Reconstitution historique, villages vitrines, spectacles. De Lat Dior à El Hadj Omar Tall en passant par Aline Sittoe Diatta, et si le tourisme sénégalais mettait en avant ses 1000 années d’histoire et de traditions ?

Le Sénégal est mondialement reconnu pour son tourisme mémoriel, notamment autour de l’île de Gorée et de l’histoire de la traite négrière. Ce patrimoine est essentiel et mérite pleinement sa place dans notre récit national. Mais il ne raconte qu’une partie de notre histoire.

Car bien avant la période de l’esclavage, le territoire sénégalais fut le théâtre de près de dix siècles de royaumes puissants, de civilisations organisées, d’échanges commerciaux, de traditions et de savoir-faire qui ont profondément façonné notre identité. Pourtant, cette histoire reste largement absente de notre offre touristique et le tourisme historique immersif ou living history en pleine croissance.

1000 ans d’histoire et de traditions

Du Tekrour, l’un des premiers royaumes d’Afrique de l’Ouest, apparu dès le VIIe siècle, au Grand Djolof, en passant par les royaumes du Sine, du Saloum, du Waalo, du Cayor, du Baol, du Mandingue ou encore du Fouta, l’histoire du Sénégal est d’une richesse exceptionnelle. Elle est aussi celle de grandes figures qui continuent d’inspirer les générations : Lat Dior, El Hadj Omar Tall, Cheikh Ahmadou Bamba, Aline Sitoé Diatta et tant d’autres.

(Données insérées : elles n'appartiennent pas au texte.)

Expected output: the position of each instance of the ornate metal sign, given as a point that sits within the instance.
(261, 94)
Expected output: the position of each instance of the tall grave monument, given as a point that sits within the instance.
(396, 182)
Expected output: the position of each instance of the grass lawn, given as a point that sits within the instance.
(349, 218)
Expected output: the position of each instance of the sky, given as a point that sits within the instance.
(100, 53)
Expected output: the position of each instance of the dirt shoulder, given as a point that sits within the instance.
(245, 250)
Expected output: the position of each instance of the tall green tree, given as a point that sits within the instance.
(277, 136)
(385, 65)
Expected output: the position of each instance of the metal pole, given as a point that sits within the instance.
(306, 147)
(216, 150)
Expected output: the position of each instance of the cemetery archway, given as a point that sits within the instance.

Imaginez une journée au cœur d’un royaume du Djolof ou du Cayor : des cases fidèlement reconstituées, des artisans travaillant le cuir ou le métal selon les techniques ancestrales, des démonstrations culinaires, des contes transmis autour du feu, des cavaliers et des guerriers en costume d’époque, des spectacles de lutte traditionnelle ou de maniement de la lance, des guides racontant la vie quotidienne, les coutumes et l’organisation des royaumes.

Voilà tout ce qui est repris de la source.